In Germany, the vast majority of individuals (88%) are covered by statutory health insurance–which is financed independent statutory health insurance funds–whereas only 9% is privately insured. The system is finances through an income tax. All employed people earning less than a set threshold (i.e., the opt-out threshold), individuals receiving welfare benefits, and pensioners have mandatory statutory health insurance. Dependents are insured free of charge. High income and self-employed people can choose between statutory health insurance and private health insurance. Most relevant to this paper is that Since 2004, all German acute care hospitals have been obliged to report structural, process, and outcome indicators as part of a national quality monitoring program [see Pross et al. (2017)] for more details). German hospitals are reimbursed on a per-admission basis using diagnosis-related groups (DRGs), similar to the U.S.
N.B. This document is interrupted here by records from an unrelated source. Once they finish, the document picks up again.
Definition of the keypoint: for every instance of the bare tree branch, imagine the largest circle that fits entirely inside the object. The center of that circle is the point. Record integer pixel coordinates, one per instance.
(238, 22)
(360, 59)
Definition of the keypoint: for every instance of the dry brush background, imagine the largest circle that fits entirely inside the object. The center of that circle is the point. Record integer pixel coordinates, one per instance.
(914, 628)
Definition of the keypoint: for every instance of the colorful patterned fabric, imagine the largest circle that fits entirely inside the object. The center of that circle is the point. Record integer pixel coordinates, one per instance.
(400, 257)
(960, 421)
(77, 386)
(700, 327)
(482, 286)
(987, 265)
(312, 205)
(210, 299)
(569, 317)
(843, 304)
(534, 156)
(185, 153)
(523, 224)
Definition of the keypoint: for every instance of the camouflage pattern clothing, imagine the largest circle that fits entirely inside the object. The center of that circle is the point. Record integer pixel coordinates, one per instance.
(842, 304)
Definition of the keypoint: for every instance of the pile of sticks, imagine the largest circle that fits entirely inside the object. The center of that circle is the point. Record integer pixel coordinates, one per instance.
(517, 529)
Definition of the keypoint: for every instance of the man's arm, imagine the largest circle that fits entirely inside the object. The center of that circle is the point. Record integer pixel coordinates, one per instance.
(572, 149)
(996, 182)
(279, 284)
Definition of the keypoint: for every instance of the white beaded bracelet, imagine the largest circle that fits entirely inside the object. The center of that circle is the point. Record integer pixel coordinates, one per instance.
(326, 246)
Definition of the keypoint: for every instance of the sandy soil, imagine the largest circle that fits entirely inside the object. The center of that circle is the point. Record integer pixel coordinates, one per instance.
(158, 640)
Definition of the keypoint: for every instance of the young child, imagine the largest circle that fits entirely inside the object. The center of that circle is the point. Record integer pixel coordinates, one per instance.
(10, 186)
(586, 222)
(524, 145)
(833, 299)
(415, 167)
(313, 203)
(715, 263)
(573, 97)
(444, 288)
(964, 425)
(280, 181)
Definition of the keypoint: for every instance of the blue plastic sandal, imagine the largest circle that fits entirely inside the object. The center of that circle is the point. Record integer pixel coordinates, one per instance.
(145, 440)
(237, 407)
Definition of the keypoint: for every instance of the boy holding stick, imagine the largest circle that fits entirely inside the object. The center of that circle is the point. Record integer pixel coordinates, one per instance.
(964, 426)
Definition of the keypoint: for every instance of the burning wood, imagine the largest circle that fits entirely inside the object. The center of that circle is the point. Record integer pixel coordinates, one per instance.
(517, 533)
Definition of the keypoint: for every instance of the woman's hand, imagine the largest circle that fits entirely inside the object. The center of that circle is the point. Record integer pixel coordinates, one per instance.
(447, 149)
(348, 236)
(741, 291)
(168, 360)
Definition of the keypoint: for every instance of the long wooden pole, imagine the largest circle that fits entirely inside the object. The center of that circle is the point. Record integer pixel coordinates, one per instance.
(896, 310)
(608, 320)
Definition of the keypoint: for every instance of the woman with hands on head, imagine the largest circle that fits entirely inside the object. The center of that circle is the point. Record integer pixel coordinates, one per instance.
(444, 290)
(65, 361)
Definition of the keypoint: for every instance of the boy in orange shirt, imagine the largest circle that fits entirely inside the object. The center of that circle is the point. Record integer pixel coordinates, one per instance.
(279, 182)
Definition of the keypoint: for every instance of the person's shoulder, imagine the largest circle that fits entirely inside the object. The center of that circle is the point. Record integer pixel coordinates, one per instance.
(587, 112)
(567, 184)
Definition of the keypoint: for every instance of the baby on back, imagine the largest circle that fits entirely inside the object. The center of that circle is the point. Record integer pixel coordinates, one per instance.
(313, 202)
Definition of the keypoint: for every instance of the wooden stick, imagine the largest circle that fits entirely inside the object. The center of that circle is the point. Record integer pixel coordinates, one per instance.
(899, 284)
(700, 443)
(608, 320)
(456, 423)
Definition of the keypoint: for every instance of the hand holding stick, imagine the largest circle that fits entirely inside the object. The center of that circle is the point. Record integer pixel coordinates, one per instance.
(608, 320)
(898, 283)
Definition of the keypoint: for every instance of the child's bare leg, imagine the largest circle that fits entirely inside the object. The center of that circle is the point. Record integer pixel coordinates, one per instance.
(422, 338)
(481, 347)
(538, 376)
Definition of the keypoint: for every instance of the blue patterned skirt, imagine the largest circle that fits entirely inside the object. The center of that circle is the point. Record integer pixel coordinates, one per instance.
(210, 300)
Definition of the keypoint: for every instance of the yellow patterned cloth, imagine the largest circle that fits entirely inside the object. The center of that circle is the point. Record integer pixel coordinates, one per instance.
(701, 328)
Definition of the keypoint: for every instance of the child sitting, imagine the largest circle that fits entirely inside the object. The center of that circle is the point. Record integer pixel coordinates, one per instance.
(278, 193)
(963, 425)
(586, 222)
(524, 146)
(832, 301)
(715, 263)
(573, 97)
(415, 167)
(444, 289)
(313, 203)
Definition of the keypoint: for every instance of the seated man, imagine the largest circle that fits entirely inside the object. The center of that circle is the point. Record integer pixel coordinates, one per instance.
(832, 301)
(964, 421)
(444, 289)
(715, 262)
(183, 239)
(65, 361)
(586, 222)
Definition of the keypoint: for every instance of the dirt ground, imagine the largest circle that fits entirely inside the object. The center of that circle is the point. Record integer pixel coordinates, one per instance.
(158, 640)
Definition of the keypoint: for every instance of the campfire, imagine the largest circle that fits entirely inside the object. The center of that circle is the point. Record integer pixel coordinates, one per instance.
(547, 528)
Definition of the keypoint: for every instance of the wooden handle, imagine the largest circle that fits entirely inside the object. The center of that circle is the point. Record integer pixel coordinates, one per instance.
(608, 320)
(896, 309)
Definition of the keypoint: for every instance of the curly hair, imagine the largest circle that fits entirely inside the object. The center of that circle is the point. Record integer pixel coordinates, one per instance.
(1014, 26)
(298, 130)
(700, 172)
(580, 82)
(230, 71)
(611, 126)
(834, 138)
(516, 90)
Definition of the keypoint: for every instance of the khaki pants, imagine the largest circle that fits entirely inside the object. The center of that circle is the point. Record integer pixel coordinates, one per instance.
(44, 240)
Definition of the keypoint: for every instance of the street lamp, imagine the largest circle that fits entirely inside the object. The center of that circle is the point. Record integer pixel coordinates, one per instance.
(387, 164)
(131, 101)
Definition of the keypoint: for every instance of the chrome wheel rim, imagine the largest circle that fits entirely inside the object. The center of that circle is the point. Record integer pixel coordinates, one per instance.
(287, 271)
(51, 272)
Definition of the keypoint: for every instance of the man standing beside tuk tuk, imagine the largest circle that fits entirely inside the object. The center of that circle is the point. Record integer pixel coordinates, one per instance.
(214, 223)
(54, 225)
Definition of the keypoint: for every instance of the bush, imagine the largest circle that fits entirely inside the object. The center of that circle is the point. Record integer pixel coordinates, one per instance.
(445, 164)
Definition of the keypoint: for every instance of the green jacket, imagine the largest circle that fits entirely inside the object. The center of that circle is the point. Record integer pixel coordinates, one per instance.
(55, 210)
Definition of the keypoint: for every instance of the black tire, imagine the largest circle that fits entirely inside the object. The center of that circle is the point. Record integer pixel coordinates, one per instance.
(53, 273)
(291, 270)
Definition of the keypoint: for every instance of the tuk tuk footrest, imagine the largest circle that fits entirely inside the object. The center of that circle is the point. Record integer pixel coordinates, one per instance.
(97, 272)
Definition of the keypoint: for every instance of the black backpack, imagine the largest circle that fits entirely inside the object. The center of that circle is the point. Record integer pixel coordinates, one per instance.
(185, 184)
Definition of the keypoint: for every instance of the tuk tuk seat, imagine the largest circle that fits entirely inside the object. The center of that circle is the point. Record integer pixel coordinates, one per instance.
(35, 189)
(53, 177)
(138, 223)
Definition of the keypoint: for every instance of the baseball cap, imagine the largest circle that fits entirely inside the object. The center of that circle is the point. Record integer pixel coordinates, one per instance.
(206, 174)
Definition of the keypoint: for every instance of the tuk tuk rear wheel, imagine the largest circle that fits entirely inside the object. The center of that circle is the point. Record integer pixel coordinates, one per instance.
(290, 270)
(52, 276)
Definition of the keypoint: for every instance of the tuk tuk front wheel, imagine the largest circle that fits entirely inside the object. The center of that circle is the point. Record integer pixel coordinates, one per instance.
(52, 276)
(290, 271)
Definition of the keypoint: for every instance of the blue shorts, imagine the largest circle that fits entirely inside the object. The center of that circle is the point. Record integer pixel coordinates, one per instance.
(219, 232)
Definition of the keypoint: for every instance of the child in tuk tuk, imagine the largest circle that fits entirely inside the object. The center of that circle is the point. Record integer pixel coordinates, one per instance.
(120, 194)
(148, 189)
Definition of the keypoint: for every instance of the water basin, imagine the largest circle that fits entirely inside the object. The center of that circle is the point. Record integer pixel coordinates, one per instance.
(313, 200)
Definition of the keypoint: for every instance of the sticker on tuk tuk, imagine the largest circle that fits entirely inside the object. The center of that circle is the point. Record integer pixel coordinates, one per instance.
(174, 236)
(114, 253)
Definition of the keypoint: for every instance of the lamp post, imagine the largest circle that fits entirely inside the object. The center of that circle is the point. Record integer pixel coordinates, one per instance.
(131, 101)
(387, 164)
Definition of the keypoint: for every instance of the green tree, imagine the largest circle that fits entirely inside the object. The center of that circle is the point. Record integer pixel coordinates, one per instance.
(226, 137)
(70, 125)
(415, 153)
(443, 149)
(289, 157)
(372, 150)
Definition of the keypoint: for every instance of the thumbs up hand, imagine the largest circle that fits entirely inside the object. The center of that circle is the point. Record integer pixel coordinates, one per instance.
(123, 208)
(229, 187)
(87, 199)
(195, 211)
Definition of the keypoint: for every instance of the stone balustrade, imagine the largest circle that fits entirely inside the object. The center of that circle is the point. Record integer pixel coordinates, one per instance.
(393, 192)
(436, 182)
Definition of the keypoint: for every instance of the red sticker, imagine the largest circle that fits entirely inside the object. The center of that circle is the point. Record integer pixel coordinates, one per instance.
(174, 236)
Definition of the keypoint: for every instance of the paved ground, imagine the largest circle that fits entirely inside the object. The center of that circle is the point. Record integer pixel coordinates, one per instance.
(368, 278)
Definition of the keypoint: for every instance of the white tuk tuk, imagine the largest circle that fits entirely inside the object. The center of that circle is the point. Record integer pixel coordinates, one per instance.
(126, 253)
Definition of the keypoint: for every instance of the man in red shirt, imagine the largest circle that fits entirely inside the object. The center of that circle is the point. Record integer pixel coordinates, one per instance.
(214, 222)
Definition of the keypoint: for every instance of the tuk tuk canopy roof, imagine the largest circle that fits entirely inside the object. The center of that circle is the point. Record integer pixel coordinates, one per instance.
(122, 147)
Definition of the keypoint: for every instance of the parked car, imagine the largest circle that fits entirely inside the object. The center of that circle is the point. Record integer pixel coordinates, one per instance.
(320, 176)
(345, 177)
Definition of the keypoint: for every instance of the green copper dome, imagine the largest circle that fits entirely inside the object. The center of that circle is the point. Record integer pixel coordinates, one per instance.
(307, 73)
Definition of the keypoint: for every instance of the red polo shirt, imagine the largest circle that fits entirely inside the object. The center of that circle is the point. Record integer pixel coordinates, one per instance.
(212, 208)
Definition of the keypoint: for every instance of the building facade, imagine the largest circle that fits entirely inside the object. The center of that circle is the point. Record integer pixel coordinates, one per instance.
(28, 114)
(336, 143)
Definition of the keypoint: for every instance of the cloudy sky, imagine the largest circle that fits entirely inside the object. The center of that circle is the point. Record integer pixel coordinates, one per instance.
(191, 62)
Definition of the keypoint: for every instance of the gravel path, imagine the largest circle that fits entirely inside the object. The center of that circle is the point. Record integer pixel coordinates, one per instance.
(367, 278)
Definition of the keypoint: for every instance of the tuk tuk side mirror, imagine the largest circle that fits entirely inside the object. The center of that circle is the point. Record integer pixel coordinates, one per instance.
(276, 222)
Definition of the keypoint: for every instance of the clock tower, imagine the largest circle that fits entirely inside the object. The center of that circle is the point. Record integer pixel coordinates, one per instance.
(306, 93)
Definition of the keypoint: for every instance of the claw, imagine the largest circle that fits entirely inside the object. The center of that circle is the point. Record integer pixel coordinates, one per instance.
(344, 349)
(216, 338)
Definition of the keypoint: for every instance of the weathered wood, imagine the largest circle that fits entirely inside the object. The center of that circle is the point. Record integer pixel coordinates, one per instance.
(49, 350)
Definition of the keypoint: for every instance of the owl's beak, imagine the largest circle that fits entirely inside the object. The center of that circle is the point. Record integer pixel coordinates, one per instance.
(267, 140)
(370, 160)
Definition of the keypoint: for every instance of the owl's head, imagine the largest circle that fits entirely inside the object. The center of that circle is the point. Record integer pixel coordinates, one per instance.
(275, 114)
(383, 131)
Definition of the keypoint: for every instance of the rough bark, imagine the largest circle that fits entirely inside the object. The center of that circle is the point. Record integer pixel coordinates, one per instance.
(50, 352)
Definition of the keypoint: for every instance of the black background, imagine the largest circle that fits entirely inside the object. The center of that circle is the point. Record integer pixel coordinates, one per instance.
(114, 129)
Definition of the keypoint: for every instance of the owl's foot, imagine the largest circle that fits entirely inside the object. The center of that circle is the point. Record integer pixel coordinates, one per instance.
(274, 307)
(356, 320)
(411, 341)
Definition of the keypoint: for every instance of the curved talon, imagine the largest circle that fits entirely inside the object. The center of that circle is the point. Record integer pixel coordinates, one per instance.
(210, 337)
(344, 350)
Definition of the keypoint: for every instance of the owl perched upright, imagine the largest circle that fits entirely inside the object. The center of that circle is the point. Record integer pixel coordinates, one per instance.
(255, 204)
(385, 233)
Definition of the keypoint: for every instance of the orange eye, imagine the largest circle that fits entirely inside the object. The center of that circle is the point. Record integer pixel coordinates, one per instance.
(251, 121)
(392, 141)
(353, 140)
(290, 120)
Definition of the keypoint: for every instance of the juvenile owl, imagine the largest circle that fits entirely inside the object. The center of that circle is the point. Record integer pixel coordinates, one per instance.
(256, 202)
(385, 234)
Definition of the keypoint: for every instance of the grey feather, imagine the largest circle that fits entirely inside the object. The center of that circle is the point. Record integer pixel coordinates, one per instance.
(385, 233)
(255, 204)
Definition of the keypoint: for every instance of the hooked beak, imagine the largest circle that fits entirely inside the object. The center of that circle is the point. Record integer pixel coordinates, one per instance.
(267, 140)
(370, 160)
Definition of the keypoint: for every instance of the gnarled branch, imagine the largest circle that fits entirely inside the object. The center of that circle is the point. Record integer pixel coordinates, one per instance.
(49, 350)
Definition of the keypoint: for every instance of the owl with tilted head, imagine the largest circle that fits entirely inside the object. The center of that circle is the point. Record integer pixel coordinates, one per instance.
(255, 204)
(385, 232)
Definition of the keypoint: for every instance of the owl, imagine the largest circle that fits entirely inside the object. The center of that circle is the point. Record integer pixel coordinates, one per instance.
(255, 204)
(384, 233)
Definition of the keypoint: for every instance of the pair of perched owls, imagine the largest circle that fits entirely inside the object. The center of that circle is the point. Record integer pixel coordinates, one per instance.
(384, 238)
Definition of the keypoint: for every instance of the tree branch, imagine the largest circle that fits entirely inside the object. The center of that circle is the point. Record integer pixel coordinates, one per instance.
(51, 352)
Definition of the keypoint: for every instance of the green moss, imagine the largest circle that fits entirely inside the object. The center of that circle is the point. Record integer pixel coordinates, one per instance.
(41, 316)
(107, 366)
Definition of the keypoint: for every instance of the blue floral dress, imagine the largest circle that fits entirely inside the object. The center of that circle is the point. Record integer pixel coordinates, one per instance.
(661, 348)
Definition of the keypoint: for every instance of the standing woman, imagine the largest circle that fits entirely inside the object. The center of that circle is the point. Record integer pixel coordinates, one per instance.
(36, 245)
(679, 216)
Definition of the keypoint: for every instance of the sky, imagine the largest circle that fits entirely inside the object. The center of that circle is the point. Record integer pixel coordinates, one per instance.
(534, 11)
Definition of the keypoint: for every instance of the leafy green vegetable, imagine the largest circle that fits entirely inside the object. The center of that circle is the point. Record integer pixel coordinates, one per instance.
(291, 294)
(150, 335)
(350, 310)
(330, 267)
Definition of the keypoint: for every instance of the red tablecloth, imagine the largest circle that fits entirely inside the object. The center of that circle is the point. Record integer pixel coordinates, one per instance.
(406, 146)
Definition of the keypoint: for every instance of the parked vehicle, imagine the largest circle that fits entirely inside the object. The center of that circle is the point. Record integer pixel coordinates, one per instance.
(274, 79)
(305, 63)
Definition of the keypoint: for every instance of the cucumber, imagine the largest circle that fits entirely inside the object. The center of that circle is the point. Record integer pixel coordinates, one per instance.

Using 2012-2019 quality reporting data from the Federal Joint Committee (Gemeinsamer Bundesausschuss, G-BA) and staffing information from the Federal Statistical Office of Germany (Statistische Ämter des Bundes und der Länder), the authors examined whether a hospital’s change in quality categories from one year to the next was associated with the hospital’s baseline quality category. This approach aims to test if quality metrics work through the “change pathway”. The authors also perform a difference-in-differences approach hypothesizing that hospitals in monopoly or oligopoly markets would be less responsive to low quality measures than hospitals in more competitive markets.

Using this approach, the authors find that:

On average, significant shares of hospitals of low and high quality moved to the average quality category for all indicators we considered. However, in general, low-performing hospitals were more likely than high-performing hospitals to become average quality. This supports the hypothesis that low-quality hospitals are more likely to engage in quality benchmarking, whereas for high-quality hospitals, preserving reputation and altruistic motives are also important. Becoming understaffed as a result of an increase in patient demand did not explain the decline in the quality of high-performing hospitals…We examined whether quality improvement was associated with an increase in patient volume and did not find a significant association

While the results do seem to show that quality metrics can be used to improve quality at hospitals, some of this phenomenon could just be regression to the mean. Nevertheless, it would be interesting to learn more about why quality metrics seems to have a larger impact in Germany than in the US. The authors claim that “intrinsic motivation” may play a large part in this as the German quality measures are not linked to value-based reimbursement, whereas in the US there is this linkage. Some could interpret this results as showing that quality measures do work; others that value-based payment does not work, but quality reporting is helpful. Regardless, more research is needed.